First of all, there’s no real need to pin down a specific size of paper, or type of material/medium for that matter. You'll adapt to what is needed at the time, just make sure you have options available. I've played various games using A4, A3, A2, whiteboard, a TV screen and at one point a glass table on which we drew with whiteboard markers while using cheetos and funions as props. And I can truly say that these are all great options, except for the props getting 'lost' on that last one.
In determining a good size or the most suitable type of material/medium, there are a few things to consider;
TL;DR: I'd go with A2, but there are other options altogether.
Miniatures & Party size
Miniatures force you to go big in terms of the map's physical size as you cannot really scale down. And of course, the number of PCs you need to accommodate is also going to drive up your requirement. Using smaller tokens or just marking player positions has never really worked for me, it just isn’t the same. When drawing at 35mm scale, you will run out of room on A3 sooner than you think. That is especially true when your players get tactical, which brings us to;
It sucks having to pause the action to add additional sheets because one of your players wants to see whether he can circle around ‘those trees to the side’. Some GMs would say; “Well, that’s just the map boundary.” Come on, really? I prefer to avoid this type of ‘confinement’ and have the players feel like there is an actual world outside of what has been drawn. If there’s a group of trees, of course they can go around it to sneak up on someone. Just don’t blame me if at one point an NPC has the same thought... → See my additional remark at the bottom.

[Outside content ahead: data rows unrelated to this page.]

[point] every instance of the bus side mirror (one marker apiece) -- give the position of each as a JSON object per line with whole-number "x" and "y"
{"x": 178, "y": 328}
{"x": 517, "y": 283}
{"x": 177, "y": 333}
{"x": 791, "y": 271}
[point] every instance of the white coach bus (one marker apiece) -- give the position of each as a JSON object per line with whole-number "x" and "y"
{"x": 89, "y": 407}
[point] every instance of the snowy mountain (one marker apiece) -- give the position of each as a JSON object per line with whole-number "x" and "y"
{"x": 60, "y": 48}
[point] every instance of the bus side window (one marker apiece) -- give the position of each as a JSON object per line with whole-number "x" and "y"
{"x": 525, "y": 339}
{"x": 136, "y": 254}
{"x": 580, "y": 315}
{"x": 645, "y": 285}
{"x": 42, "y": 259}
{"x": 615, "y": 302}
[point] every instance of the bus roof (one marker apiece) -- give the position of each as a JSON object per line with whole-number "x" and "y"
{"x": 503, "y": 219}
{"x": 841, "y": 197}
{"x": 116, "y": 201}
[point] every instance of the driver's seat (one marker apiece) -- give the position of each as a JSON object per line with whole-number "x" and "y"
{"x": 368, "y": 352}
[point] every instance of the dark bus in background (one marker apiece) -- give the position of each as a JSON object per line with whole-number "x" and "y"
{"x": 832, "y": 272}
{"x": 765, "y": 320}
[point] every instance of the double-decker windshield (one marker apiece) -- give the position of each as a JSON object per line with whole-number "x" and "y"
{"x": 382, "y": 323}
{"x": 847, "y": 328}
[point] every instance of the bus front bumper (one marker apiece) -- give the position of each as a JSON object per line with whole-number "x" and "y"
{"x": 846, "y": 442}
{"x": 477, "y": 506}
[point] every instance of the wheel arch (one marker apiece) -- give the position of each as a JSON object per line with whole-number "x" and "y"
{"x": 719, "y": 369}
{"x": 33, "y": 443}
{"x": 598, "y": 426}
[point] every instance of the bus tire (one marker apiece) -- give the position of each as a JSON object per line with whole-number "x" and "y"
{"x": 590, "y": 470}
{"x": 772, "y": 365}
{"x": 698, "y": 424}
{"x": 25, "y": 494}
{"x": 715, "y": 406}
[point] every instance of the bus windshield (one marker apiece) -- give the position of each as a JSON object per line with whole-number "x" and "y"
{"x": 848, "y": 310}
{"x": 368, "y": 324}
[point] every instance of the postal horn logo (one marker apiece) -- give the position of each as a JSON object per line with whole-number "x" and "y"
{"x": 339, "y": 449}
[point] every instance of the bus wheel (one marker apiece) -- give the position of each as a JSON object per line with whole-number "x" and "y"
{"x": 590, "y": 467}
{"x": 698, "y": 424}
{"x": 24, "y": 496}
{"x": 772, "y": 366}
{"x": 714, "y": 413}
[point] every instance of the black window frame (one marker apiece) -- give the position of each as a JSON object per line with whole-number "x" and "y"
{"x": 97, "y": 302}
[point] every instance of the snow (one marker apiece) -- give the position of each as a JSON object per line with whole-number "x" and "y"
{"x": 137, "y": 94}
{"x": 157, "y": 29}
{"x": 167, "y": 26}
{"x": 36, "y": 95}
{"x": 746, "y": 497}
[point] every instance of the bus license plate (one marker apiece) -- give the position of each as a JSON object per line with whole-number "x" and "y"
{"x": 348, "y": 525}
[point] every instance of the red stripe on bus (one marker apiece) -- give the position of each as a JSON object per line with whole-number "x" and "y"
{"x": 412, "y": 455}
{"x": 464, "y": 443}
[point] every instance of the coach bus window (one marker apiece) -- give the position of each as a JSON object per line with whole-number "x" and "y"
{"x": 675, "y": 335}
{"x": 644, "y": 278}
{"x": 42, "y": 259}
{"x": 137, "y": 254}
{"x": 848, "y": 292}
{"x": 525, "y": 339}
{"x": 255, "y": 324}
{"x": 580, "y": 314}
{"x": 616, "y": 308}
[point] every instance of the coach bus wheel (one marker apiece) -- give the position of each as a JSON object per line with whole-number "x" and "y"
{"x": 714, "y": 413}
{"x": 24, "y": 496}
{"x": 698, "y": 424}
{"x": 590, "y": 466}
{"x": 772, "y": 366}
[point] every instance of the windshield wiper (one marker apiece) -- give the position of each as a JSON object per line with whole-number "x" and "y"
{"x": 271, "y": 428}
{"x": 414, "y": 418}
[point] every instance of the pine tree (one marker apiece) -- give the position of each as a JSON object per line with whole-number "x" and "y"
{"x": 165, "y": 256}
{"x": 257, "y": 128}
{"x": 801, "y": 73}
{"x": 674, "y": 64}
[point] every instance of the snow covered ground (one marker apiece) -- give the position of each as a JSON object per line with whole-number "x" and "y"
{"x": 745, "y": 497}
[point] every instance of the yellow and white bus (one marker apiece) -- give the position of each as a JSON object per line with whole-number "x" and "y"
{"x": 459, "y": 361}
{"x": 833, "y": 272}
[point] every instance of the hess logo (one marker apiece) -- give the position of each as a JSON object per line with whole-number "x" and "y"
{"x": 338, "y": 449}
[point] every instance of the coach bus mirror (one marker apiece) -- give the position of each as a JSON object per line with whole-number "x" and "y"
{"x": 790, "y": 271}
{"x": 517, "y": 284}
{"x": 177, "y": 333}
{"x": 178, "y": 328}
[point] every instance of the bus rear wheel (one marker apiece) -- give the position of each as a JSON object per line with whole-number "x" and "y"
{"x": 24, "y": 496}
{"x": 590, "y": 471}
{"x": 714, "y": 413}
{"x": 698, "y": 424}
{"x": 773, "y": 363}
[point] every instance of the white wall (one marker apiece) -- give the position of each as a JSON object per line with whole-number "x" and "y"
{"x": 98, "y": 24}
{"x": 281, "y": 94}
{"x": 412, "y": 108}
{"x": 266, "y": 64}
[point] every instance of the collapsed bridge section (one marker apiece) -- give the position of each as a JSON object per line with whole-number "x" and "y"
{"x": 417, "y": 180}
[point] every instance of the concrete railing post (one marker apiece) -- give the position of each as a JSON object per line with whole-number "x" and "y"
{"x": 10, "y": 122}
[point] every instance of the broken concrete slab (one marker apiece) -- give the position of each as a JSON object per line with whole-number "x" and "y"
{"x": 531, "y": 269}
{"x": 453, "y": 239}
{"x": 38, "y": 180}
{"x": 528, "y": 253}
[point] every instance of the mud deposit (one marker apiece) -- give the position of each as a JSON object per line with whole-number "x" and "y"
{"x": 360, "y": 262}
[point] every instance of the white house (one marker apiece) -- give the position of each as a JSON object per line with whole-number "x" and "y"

This is why I usually advise people to go with A2 size when using paper. Large tear off pads are affordable and available at any office supply store. Even if this seems big at first, trust me and just start in the middle. Don’t fold them over to make room, you’ll regret it!
There are other choices if you are not dead set on using paper, but it depends on your set-up. By which I mean the actual table at which you are playing. If there’s enough room so that players won’t be leaning on or putting their drinks/food on the edges of the map, you might consider putting a whiteboard on the table. These are available in sizes more than large enough for any battle and are perfect for drawing on the fly because mistakes a easily corrected. Even better is a smooth synthetic tablecloth, they are available in white but you can also go with transparent as long as you put something under it to provide contrast. You can draw on them with whiteboard markers and they clean very easily.
Additional thoughts on roaming players
The way I go about handling it is best compared to how you can roam about the Battlefield multiplayer maps. You are confined to the general battle area although you can still see a large rendered world beyond that. A player that leaves the immediate area of the battle not only risks being at a tactical disadvantage due to losing line of sight, he risks not getting back in time in case the battle goes pear-shaped. If your map is small enough for him to not run those risks, you should give him some leeway and expand the territory.
When I do not feel like adding additional paper or expanding the drawing, I discuss what the player is trying to achieve and give him the parameters. If he for instance wants to flank as per the earlier scenario, I just tell him how long it will take or what the distance is, what he encounters and where he'll pop up back on the map. Sometimes I also add an additional risk by declaring a 20% chance of attracting unwanted attention or running into an otherwise dangerous situation.
If this still results in your players wanting to explore more than the map you have in mind, just sit down with them and discuss their intentions. Outside of battle or when I do not feel like unnecessarily expanding my drawing, I mostly just describe their surroundings in detail so they can roleplay until they hit a point where they have an encounter with someone or something and it is important to know who is where exactly.